Tag Archives: doctrines

We are obedient… because we can see!

One of the things that critics of the Church often complain about is that we blindly follow our leaders. Iif you’ve ever been to a regular ward or branch, you know that just isn’t true. There are squabbles and disagreements just like any other organization. But when it comes to important things, we rally together and try to be united. As you move further up the hierarchy in the Church, I would say that the average member follows those leaders more. That kind of makes sense. Generally speaking, those who are called to “higher” positions have obviously demonstrated their righteousness and faithfulness to the Church. That helps us to trust them more and have greater faith that they are called of God.

Regardless of how you look at it, following someone you respect and love (whether it be a bishop or the President of the Church), does not make you blind.
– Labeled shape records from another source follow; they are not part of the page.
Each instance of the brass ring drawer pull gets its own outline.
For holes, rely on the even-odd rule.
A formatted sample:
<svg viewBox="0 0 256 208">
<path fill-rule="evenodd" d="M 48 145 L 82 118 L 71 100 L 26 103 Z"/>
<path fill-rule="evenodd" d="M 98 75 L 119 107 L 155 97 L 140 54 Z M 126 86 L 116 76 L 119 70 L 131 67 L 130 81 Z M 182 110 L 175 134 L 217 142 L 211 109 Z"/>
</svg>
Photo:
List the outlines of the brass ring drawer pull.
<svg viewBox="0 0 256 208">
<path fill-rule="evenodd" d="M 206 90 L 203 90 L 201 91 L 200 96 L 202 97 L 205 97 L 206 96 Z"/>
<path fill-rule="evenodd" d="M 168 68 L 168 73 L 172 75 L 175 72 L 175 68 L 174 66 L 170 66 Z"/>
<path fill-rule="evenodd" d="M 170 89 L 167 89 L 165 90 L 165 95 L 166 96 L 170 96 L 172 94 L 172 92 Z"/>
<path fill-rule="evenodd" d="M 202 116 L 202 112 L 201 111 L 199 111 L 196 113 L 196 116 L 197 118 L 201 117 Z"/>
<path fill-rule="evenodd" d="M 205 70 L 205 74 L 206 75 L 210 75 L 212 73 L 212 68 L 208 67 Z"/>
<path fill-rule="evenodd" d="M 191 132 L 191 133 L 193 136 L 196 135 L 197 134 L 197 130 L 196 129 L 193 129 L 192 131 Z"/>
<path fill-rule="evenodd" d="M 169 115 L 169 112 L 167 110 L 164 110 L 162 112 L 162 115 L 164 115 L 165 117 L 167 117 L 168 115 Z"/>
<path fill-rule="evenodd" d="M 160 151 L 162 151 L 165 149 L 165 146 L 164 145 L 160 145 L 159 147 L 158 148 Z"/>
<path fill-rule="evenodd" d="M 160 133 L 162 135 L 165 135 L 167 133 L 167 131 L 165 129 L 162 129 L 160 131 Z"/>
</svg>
It shows the love and trust that you have in that person. President Packer said it simply in this way:

Those who talk of blind obedience may appear to know many things, but they do not understand the doctrines of the gospel. There is an obedience that comes from a knowledge of the truth that transcends any external form of control. We are not obedient because we are blind, we are obedient because we can see.

Boyd K Packer, Ensign, May 1983, p66

“The greatest guarantor of inward peace”

For a short spring semester of Institute we are doing “The Gospel and the Productive Life” course. There are 15 lessons and we are only doing it for 8 weeks, so we need to do 2 a week. This past Wednesday we covered The Plan of Salvation for Heavenly Father’s Children and The Guidance of the Spirit. There is nothing “new” in these lessons, but it is nice to have a good discussion about some of these important principles/doctrines.

My favourite quote from this week was one from President Faust about the Holy Ghost:

“The Spirit of the Holy Ghost is the greatest guarantor of inward peace in our unstable world. It can be more mind-expanding and can make us have a better sense of well-being than any chemical or other earthly substance. It will calm nerves; it will breathe peace to our souls. This Comforter can be with us as we seek to improve. It can function as a source of revelation to warn us of impending danger and also help keep us from making mistakes. It can enhance our natural senses so that we can see more clearly, hear more keenly, and remember what we should remember. It is a way of maximizing our happiness”

James E. Faust in Conference Report, Apr. 1989, 41; or Ensign, May 1989, 32–33

What a powerful statement! I haven’t wasted my life in “riotous living”, but I certainly can tell the difference between having the Spirit with me and being left alone. I can definitely testify that the Holy Ghost is indeed the greatest guarantor of inward peace. The enlightenment and pure intelligence it bestows are worth any sacrifice it takes to live worthy of His companionship.